К тому моменту Перкинс уже раздумывал над новым проектом для Фицджеральда. Он считал, что это должен быть сборник рассказов. Ему нравилось, когда за романом следует сборник, потому что, как выяснилось, продажи одного стимулировали продажи другого. Фицджеральд собрал дюжину журнальных отрывков и предложил название «Сказки века джаза».[48] После очередной встречи с продавцами Scribners Макс ответил ему:
– Название подверглось критике, громкой и придирчивой. Они уверены, что последует негативная реакция на слово «джаз» и что само это название сильно испортит книгу. Скотт привлек к обсуждению жену, опросил двух продавцов в книжных магазинах и нескольких друзей, и всем очень понравился этот заголовок. Он был непоколебим.

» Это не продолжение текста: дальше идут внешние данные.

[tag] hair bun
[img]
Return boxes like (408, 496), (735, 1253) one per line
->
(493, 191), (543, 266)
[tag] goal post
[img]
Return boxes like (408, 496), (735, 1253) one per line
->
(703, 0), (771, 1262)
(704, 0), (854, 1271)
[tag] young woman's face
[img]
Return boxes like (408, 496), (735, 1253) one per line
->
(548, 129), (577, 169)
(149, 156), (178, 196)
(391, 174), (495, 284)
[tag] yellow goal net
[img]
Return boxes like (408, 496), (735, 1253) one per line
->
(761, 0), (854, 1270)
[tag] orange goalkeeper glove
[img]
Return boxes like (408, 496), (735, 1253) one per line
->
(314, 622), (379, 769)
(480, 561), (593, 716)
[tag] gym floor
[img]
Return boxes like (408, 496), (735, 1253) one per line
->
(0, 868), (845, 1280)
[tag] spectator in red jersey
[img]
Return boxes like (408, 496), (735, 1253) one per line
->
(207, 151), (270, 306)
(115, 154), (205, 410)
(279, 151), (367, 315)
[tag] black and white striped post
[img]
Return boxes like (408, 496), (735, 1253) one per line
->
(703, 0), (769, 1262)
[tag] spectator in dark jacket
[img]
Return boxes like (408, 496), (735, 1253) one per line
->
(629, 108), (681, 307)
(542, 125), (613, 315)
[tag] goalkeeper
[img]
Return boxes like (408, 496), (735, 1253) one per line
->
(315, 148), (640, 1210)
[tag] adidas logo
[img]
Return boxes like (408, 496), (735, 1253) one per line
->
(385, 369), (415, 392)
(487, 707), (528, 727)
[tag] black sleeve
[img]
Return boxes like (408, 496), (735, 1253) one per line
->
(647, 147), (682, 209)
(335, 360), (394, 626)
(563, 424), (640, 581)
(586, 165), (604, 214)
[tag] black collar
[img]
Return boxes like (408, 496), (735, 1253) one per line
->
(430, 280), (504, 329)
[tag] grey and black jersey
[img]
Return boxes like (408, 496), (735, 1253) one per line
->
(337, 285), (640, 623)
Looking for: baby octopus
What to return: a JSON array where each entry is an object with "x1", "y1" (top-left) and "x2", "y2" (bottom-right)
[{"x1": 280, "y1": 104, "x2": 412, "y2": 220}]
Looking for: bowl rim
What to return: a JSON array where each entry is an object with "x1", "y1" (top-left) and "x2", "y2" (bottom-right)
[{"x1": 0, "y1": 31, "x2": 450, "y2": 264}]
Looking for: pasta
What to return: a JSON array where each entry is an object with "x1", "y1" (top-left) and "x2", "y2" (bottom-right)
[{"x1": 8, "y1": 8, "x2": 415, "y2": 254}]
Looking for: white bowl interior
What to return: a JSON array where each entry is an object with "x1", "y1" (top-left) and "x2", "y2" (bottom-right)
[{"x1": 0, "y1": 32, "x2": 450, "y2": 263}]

«Книгу будет покупать моя аудитория, – написал он Максу, – распутники и детишки из колледжа, для которых я стал своего рода оракулом». Скотт был согласен пожертвовать названием «Век джаза», только если сам Макс категорически против такого заголовка, и создать другое, более подходящее. Перкинс не стал высказываться касательно этой темы, и вопрос завис.
Однако в течение нескольких месяцев Перкинс все же общался с Фицджеральдом по поводу другого, более важного вопроса. В «Прекрасных и проклятых», по его мнению, в полной мере проиллюстрирован образ «хлопушки». («Не вздумай когда-нибудь стать такой! – сказал он тем летом своей девятилетней Зиппи. – Какие же они дуры!») Героини Скотта, девушки в коротких юбках и с мальчишескими прическами, были весьма привлекательны, но, как сказал автору Перкинс, во время очередного обсуждения рекламы романа они пришли к выводу, что «нам всем нужно отойти от образа и идеи “хлопушки”». А вот Скотт не был уверен в готовности отказаться от того, что получалось у него наилучшим образом. Он не мог забыть, как хорошо ему удавались все эти «джазовые детки». Но, следуя совету Макса, он решил начать новый этап в своих коротких историях. Его персонажи стали взрослеть. И все его последующие зарисовки были посвящены не столько поискам любви, сколько ее потере. Деньги, ранее объект благоговения, стали инструментом власти, а фантазии уступили место несбывшимся мечтам.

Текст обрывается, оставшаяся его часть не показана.